Department of Pharmacology and Toxicology and James Graham Brown Cancer Center, University of Louisville, Louisville, Kentucky.
Mol Carcinog. 2018 Apr;57(4):549-558. doi: 10.1002/mc.22779. Epub 2018 Feb 3.
Arylamine N-acetyltransferase 1 (NAT1) expression is reported to affect proliferation, invasiveness, and growth of cancer cells. MDA-MB-231 breast cancer cells were engineered such that NAT1 expression was elevated or suppressed, or treated with a small molecule inhibitor of NAT1. The MDA-MB-231 human breast cancer cell lines were engineered with a scrambled shRNA, a NAT1 specific shRNA or a NAT1 overexpression cassette stably integrated into a single flippase recognition target (FRT) site facilitating incorporation of these different genetic elements into the same genomic location. NAT1-specific shRNA reduced NAT1 activity in vitro by 39%, increased endogenous acetyl coenzyme A levels by 35%, and reduced anchorage-independent growth (sevenfold) without significant effects on cell morphology, growth rates, anchorage-dependent colony formation, or invasiveness compared to the scrambled shRNA cell line. Despite 12-fold overexpression of NAT1 activity in the NAT1 overexpression cassette transfected MDA-MB-231 cell line, doubling time, anchorage-dependent cell growth, anchorage-independent cell growth, and relative invasiveness were not changed significantly when compared to the scrambled shRNA cell line. A small molecule (5E)-[5-(4-hydroxy-3,5-diiodobenzylidene)-2-thioxo-1,3-thiazolidin-4-one (5-HDST) was 25-fold more selective towards the inhibition of recombinant human NAT1 than N-acetyltransferase 2. Incubation of MDA-MB-231 cell line with 5-HDST resulted in 60% reduction in NAT1 activity and significant decreases in cell growth, anchorage-dependent growth, and anchorage-independent growth. In summary, inhibition of NAT1 activity by either shRNA or 5-HDST reduced anchorage-independent growth in the MDA-MB-231 human breast cancer cell line. These findings suggest that human NAT1 could serve as a target for the prevention and/or treatment of breast cancer.

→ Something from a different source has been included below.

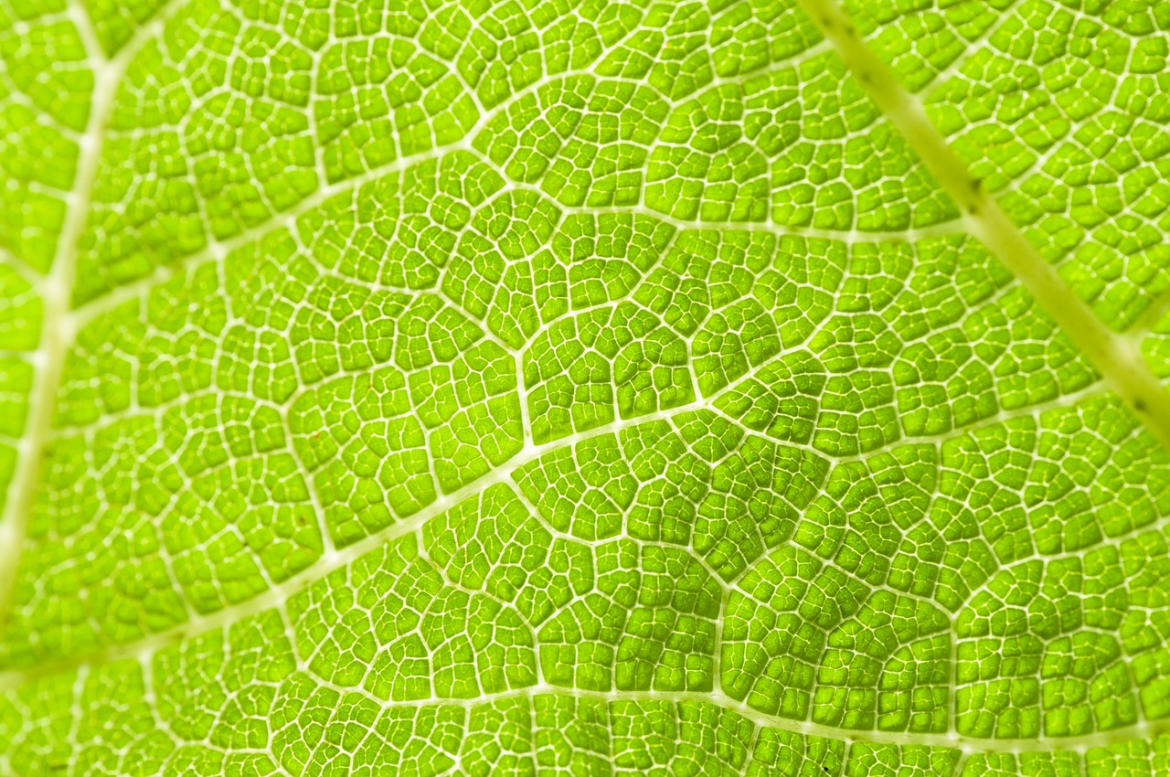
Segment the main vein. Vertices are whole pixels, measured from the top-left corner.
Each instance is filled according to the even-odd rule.
[[[962,208],[968,232],[1003,262],[1093,363],[1163,447],[1170,448],[1170,393],[1133,337],[1112,331],[1065,283],[985,191],[927,117],[917,97],[861,40],[837,0],[798,0],[869,96]]]

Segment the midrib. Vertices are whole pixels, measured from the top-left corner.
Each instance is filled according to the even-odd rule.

芳香胺 N-乙酰基转移酶 1(NAT1)的表达据报道会影响癌细胞的增殖、侵袭和生长。通过工程改造 MDA-MB-231 乳腺癌细胞,使其 NAT1 表达升高或降低,或用 NAT1 的小分子抑制剂处理。将 MDA-MB-231 人乳腺癌细胞系用乱序 shRNA、NAT1 特异性 shRNA 或 NAT1 过表达盒稳定整合到单个 flippase 识别靶标(FRT)位点中,便于将这些不同的遗传元件整合到相同的基因组位置。NAT1 特异性 shRNA 在体外将 NAT1 活性降低 39%,将内源性乙酰辅酶 A 水平提高 35%,并减少无锚定依赖性生长(七倍),而对细胞形态、生长速率、锚定依赖性集落形成或侵袭性没有显著影响与乱序 shRNA 细胞系相比。尽管 NAT1 过表达盒转染的 MDA-MB-231 细胞系中 NAT1 活性增加了 12 倍,但与乱序 shRNA 细胞系相比,倍增时间、锚定依赖性细胞生长、无锚定依赖性细胞生长和相对侵袭性没有显著变化。小分子(5E)-[5-(4-羟基-3,5-二碘苄叉基)-2-硫代-1,3-噻唑烷-4-酮(5-HDST)对重组人 NAT1 的抑制作用比对 N-乙酰基转移酶 2 的抑制作用选择性高 25 倍。用 5-HDST 孵育 MDA-MB-231 细胞系导致 NAT1 活性降低 60%,细胞生长、锚定依赖性生长和无锚定依赖性生长显著减少。总之,shRNA 或 5-HDST 抑制 NAT1 活性均可降低 MDA-MB-231 人乳腺癌细胞系的无锚定依赖性生长。这些发现表明,人类 NAT1 可作为预防和/或治疗乳腺癌的靶点。